Now, the performance of our application degrades over time and when I checked what happens on the Oracle side, I was surprised to notice that the query plan for “select * from FOO_TABLE where ID > ?” does a table scan instead of using the PK index on ID.
After restarting our application (but without truncating the table) Oracle came back to reason and used the PK index.
So, my explanation was that Oracle thought it’s a good idea to scan the table when it was nearly empty but then never revised this query plan. This brings me to my question: How often does oracle revise a query plan?
Was it because I restarted our application? I have some doubts about this, since we recycle our pooled connections after 1 hour (therefore no connection can be older than 1 h).
Was it because a certain amount of time had passed?
How would you force oracle to not do a scan even when the table is nearly empty?
Environment information:
– oracle 11g
– jdbc client (java 6)
UPDATE 10/25/2011: I did a regression test on Oracle 10g and the problem is the same, so it’s neither caused nor fixed by the dynamic cursor sharing. As Mark mentioned initially, the plan does not get revised unless there is a major event like structural changes or re-computing the table stats.

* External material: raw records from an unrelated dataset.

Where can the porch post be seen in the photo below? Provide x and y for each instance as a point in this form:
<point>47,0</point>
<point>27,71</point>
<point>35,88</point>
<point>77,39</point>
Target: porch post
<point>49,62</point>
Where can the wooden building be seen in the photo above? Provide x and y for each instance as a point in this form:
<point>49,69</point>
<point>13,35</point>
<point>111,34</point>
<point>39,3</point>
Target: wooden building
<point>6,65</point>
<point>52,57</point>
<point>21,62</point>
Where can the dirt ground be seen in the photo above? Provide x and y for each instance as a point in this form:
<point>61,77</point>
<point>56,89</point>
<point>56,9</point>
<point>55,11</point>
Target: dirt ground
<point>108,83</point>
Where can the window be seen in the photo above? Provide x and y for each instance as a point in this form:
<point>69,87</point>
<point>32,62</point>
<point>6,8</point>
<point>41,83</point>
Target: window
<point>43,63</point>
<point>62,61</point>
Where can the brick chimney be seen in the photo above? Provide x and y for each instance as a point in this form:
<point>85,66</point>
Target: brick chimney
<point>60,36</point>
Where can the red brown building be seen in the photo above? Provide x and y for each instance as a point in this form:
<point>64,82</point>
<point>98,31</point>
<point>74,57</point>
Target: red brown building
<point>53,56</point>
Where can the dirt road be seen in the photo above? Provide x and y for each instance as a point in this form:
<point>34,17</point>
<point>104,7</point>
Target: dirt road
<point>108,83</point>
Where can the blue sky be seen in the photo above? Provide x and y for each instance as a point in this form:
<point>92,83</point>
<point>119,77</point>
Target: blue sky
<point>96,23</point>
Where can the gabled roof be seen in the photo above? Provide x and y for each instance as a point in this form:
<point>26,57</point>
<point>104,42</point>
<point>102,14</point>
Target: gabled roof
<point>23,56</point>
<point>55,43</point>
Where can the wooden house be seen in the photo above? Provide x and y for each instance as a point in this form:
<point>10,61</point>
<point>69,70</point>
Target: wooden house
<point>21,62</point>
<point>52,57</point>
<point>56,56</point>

Eventually I’ve added a hint to force access by the PK, but I think the optimizer should have been able to figure this out. If there’s a PK that matches the search criteria, then go ahead and use even for small tables (where the performance difference is insignificant anyway).
What version of Oracle?
Generally,
would get hard parsed if the statement was not already in the shared pool. This would be the time that the execution plan would get generated.
After that, the execution plan wouldn’t change unless something caused it to be invalidated. (drop/add an index to the table,drop a column from the table, recompute stats on the table, etc).
11g has adaptive cursor sharing (which is why I asked the version of Oracle), and, without getting into a lot of details, it will peek at bind variable values and determine if a plan change is necessary, based on a new bind value.